Current technologies for assessing corrosion damage in downhole tubing and casing strings have several limitations. Under certain conditions, mechanical, electromagnetic and ultrasonic tools can be run inside a downhole tubing string to quantify corrosion and wall loss in that string. But these tools, at best, may only be able to qualitatively assess the condition of tubing strings which are in contact or close proximity to the tool. In wells that develop communication between the production/injection tubing and casing and allow ingress of potentially corrosive fluids into the annulus, the ability to effectively assess the condition of the production casing is important. This knowledge can drive critical decisions around well operating limits, surveillance programmes, workovers, or abandonment operations.
This paper describes the results of corrosion modelling and testing conducted on carbon steel to understand the extent of internal corrosion damage expected on a production casing string when sour gas enters the tubing-casing annulus through a leak source.
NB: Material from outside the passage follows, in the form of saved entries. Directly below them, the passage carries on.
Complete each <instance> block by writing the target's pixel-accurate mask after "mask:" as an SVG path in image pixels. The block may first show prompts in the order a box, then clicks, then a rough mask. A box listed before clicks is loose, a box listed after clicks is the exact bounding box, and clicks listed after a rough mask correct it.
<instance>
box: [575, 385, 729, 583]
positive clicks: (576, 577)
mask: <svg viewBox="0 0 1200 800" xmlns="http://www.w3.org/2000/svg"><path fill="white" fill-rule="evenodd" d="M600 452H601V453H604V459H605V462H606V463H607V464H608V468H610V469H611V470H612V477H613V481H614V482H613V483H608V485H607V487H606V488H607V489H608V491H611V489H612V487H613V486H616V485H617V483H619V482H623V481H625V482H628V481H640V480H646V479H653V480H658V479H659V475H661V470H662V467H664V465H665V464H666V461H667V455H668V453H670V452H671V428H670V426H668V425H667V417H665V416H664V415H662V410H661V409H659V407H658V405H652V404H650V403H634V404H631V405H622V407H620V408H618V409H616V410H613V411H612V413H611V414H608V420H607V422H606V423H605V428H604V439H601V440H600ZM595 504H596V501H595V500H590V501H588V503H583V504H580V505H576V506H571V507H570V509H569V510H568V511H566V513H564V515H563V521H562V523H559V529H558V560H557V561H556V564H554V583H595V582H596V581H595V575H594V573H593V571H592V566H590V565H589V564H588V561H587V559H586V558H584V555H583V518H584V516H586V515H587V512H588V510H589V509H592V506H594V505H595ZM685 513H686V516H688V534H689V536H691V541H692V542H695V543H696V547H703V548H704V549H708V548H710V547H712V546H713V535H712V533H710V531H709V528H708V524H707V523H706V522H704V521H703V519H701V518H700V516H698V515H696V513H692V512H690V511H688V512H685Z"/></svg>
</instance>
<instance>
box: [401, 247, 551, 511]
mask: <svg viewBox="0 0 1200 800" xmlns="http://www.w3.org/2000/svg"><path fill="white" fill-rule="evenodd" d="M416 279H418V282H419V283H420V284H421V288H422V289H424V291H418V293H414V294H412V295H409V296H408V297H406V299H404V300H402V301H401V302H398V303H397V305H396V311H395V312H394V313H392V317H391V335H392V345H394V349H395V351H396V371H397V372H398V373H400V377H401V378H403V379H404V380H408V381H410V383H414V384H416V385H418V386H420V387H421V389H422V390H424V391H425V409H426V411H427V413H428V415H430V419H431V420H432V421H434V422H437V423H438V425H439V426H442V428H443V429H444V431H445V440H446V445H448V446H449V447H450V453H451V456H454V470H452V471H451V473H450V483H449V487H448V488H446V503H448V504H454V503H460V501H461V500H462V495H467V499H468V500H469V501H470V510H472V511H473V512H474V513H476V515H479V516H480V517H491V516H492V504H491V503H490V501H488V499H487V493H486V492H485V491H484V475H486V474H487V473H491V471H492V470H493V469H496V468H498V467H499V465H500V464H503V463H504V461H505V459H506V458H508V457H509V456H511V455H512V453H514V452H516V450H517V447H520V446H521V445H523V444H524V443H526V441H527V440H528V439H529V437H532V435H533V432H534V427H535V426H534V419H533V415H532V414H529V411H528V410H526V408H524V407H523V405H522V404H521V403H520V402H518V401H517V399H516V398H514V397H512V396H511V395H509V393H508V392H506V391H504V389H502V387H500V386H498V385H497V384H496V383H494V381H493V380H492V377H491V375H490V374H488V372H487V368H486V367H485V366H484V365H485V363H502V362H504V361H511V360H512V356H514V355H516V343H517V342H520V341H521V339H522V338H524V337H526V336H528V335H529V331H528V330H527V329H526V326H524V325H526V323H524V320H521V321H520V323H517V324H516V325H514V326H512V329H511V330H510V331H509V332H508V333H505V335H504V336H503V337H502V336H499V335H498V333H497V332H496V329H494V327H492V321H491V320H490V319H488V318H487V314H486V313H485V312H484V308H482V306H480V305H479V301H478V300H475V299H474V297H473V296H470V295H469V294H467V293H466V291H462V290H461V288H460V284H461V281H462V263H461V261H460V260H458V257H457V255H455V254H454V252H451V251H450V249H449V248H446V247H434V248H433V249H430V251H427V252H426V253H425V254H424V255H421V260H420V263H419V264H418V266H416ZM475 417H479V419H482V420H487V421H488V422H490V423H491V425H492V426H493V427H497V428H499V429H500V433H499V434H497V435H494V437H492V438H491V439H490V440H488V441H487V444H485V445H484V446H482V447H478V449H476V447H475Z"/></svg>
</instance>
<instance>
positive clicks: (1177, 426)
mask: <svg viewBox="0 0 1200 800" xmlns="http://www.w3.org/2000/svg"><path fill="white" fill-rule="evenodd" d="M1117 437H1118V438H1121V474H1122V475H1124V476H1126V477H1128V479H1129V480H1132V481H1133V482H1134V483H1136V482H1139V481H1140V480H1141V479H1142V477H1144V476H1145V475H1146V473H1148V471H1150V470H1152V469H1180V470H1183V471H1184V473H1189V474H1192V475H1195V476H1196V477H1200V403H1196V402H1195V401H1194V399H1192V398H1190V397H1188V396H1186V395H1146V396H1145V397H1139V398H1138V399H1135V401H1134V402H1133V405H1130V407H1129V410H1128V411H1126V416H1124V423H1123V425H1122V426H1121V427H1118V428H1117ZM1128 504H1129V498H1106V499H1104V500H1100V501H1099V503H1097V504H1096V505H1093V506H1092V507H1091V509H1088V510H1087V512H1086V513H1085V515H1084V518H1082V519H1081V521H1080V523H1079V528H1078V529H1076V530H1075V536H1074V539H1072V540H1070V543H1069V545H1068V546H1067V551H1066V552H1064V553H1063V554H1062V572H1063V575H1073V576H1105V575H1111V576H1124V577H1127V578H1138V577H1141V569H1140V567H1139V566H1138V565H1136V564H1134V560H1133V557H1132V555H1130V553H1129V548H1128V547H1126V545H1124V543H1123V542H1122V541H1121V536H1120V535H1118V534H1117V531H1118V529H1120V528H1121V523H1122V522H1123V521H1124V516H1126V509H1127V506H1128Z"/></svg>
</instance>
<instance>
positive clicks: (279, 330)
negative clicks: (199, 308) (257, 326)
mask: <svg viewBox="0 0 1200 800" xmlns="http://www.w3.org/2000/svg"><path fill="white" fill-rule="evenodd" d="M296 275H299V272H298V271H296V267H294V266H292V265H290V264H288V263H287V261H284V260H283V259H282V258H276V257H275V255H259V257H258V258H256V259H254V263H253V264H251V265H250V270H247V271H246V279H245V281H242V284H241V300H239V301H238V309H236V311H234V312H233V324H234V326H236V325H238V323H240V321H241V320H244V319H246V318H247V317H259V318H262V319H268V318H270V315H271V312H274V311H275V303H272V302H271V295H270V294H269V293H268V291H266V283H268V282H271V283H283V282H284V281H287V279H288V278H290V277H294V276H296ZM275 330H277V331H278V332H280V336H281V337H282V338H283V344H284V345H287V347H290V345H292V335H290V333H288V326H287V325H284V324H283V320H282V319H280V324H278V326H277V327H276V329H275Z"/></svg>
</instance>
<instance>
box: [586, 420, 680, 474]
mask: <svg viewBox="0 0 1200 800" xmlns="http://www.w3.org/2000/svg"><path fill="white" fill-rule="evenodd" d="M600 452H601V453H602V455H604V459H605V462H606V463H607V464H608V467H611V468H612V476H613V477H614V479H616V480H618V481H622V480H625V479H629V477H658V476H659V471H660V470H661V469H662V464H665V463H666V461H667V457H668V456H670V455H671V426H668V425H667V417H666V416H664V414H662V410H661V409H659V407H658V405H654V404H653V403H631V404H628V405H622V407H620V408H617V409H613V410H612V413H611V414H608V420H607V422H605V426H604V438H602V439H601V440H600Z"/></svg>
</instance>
A wide range of conditions including various hydrogen sulfide (H2S) and carbon dioxide (CO2) concentrations were modelled using proprietary corrosion modelling software. Laboratory tests on corrosion coupons were also performed and compared to the model results.
Key findings around the expected corrosion potential of production casing exposed to sour gas include:
Corrosion rates are generally low over a wide range of H2S concentrations. The presence of H2S reduces the general corrosion rate by forming a protective iron sulfide (FeS) scale.
Corrosion rates are sensitive to the chemical composition of the water in the annulus. Higher bicarbonates levels significantly reduce corrosion rates.
General corrosion rates in a sweet gas environment with CO2 can be very high because of the discontinuous nature of iron carbonate scale formed at test conditions.
This case study demonstrates how corrosion modelling can be used with laboratory testing to provide reliable insight about the condition of tubulars which cannot be directly measured.
Corrosion assessment of downhole components in general is recognised as a major challenge faced by the oil and gas industry. Understanding corrosion of carbon steel in sour downhole environments is critical for ensuring asset integrity. Sour corrosion, or CO2/H2S corrosion is a complex process that is affected by many factors, including temperature, pressure, sour gas composition, flow regime, flow shear, and water chemistry. Over time the industry has studied, discussed and documented different types of corrosion mechanisms and corrosion management solutions.1–3 The limits in inspecting and monitoring the onset of corrosion have also been explored and recognised. One of the notable technology limits that the industry struggles with today is the ability to monitor the condition of concentric casing strings in a well.
Existing multi-finger caliper tools can give direct quantitative mechanical measurement of the inner tubing walls. The caliper readings then can be translated into wall thickness readings, with assumptions around the external condition of the tubing, but these assumptions often entail a high degree of uncertainty.